Inaccurate records (credit related):
- A company paid $5,000 after recording incorrect information about the person having outstanding debts on their records, harming the person’s ability to obtain housing, and causing significant financial and emotional stress resulting in the loss of their employment, a relationship breakdown and mental health issues that were documented by a specialist treatment provider.
- A government agency lost a complainant’s identity documents. The government agency paid $350 to cover the cost of replacing the documents
- A shop paid $2,000 because it had posted a picture of an individual online, wrongly accusing the person of theft
- An employer paid $3,000 to an employee because the details of an employment investigation were accessible to all staff in the organisation
- An agency paid $3,500 for the stress caused by over-collecting sensitive health information about an applicant during a job application process
- An employer paid $4,000 for emotional harm and stress suffered as a result of his employer making audio recordings without his knowledge in a delivery vehicle he operated
- A government agency paid $10,000 to the victim of a privacy breach that resulted in identity theft.
It is important to remember that settlements are specific to their facts and all relevant factors need to be considered. These factors include that some parties will put more or less weight on the time and cost of proceeding to the Human Rights Review Tribunal – both plaintiffs and defendants.
What if a settlement can’t be reached?
We cannot compel the parties to reach a settlement. In some cases, we may issue a compliance notice requiring them to do something or stop doing something, or an access direction, requiring them to disclose records.
If no settlement is reached through our process, or the parties don’t agree with it, you may be entitled to take your complaint to the Human Rights Review Tribunal. The Tribunal can award compensatory damages and compel parties to take action to resolve the situation.
It is worth noting:
- There is currently a significant wait time to get a hearing
- Proceedings are generally public
- There can be significant costs associated with the process, and
- You can have costs awarded against you if you are unsuccessful.
For these reasons, complaints generally settle for a ‘discount’ if settled before reaching the Tribunal because there are significant potential costs and risks for both parties in proceeding to the Tribunal.
Damages awards by the Human Rights Review Tribunal
With each case depending on its facts, there is variation in awards made by the Tribunal. In Hammond v Credit Union Baywide  NZHRRT 6, the Tribunal gave some rough guidance. The Tribunal stated that at the less serious end of the scale, awards have ranged up to $10,000. For more serious cases, awards ranged from about $10,000 to $50,000. For the most serious cases, awards could exceed $50,000.

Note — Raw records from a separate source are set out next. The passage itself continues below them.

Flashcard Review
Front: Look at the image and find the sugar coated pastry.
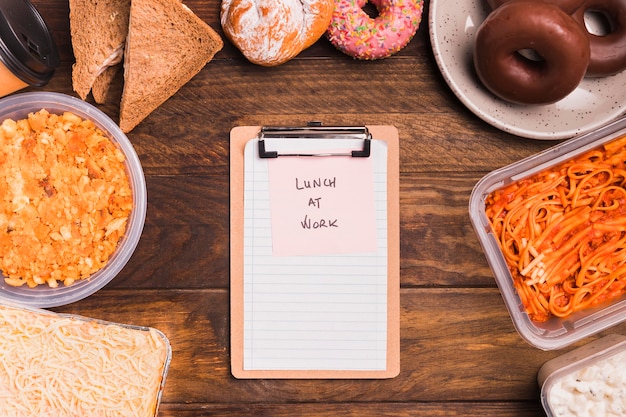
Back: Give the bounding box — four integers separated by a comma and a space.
220, 0, 333, 67
326, 0, 423, 59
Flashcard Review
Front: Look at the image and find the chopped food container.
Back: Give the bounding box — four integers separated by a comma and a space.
0, 92, 147, 308
0, 302, 172, 417
537, 334, 626, 417
469, 115, 626, 350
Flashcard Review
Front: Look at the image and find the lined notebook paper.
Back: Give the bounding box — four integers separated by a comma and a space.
233, 125, 398, 377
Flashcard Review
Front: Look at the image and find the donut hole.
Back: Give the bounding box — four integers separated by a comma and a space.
583, 9, 615, 36
362, 2, 380, 19
516, 48, 545, 65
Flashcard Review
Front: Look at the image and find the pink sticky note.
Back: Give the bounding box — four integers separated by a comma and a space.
268, 156, 376, 256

The Tribunal also discussed harm in these cases:
An award of damages seeks to compensate an individual for the harm they suffered. The harm will usually be more serious where the respondent organisation’s conduct has been particularly bad. In the Hammond case, a former employer disclosed an ex-staff member’s personal information to prospective employers. Ms Hammond was able to prove that the respondent maliciously intended to prevent her from gaining future employment and she suffered serious consequences as a result including lost income, humiliation, loss of dignity and injury to feelings. The Tribunal awarded her $168,000 in damages from her previous employer.